Het stocktaking-rapport laat goede voortgang zien onder meer met de structurering van het onderwijs
in drie cycli, die van bachelor, master en doctor. Daarbij heeft Nederland ervoor gekozen om een
Associate degree mogelijkheid te bieden halverwege de eerste cyclus, een optie die onderdeel uitmaakt
van het Europese raamwerk en die bijvoorbeeld ook in het Verenigd Koninkrijk bestaat. Nederland
heeft een begin gemaakt met het nationaal kwalificatieraamwerk voor het hoger onderwijs. Ik kom
verderop in deze brief daarop terug. Het betekent op goede wijze implementeren van de bachelor-
Ministerie van Onderwijs, Cultuur en Wetenschap
Rijnstraat 50, Postbus 16375, 2500 BJ Den Haag T +31-70-412 3456 F +31-70-412 3450 W www.minocw.nl
E
blad 2/3
masterstructuur, inclusief voldoen aan de eindtermen zoals in zijn algemeenheid aangeduid in het
overkoepelend raamwerk voor de Europese Hoger Onderwijsruimte, uitgifte van het Diploma
Supplement en toepassing van het ECTS-systeem van 60 studiepunten per jaar.
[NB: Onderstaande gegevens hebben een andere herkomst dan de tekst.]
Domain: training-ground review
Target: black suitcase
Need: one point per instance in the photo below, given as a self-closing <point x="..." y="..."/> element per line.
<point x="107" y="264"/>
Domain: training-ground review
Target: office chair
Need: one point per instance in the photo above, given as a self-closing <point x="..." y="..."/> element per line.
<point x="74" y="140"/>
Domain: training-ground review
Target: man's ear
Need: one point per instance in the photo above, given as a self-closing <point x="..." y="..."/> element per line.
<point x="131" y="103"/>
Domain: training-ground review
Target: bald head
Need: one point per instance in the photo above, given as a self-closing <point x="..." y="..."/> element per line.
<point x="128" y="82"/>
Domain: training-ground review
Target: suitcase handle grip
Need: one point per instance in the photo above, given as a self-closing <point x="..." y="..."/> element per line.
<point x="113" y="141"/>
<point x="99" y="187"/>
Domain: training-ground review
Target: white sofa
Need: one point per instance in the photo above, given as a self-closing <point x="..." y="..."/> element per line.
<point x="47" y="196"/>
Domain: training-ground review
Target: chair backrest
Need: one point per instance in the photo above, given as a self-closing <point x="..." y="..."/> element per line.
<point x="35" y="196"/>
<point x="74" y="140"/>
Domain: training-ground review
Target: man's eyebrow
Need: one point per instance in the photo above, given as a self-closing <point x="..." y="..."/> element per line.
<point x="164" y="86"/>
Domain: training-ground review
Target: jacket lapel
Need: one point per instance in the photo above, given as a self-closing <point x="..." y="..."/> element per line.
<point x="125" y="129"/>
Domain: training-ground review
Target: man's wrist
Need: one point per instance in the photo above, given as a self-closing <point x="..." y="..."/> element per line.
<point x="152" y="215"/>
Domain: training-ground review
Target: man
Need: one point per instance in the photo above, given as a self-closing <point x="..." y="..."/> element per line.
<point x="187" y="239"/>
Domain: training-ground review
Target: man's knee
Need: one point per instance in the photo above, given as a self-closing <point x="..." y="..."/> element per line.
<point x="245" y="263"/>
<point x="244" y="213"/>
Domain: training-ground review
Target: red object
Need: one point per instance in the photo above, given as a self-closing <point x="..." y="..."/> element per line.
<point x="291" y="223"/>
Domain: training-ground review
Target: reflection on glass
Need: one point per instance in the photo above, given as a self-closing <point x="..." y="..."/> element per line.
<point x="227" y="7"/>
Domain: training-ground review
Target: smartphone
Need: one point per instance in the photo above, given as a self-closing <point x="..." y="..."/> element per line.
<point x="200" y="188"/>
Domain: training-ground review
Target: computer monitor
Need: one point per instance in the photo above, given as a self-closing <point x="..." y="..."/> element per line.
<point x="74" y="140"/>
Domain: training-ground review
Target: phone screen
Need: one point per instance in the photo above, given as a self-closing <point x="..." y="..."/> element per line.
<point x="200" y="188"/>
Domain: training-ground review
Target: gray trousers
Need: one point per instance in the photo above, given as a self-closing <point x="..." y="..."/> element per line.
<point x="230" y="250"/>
Kwaliteitszorg blijft belangrijk. Nederland heeft dit op orde. Een register van kwaliteitszorgorganisaties
wordt ingesteld waarin de kwaliteitszorgorganisaties worden opgenomen die voldoen aan de criteria
voor Europese kwaliteitszorg die bij de conferentie van Bergen zijn vastgelegd. Mede in dat perspectief
vindt een externe "peer review" plaats van de Nederlands-Vlaamse Accreditatieorganisatie, om vast te
stellen dat zij aan de criteria voldoet. Ook bij de nieuwe vormgeving van accreditatie en toezicht,
waarover thans gedachtevorming plaatsvindt, houd ik de kwaliteitszorg in het hoger onderwijs in
Nederland in lijn met de Europese afspraken daarover.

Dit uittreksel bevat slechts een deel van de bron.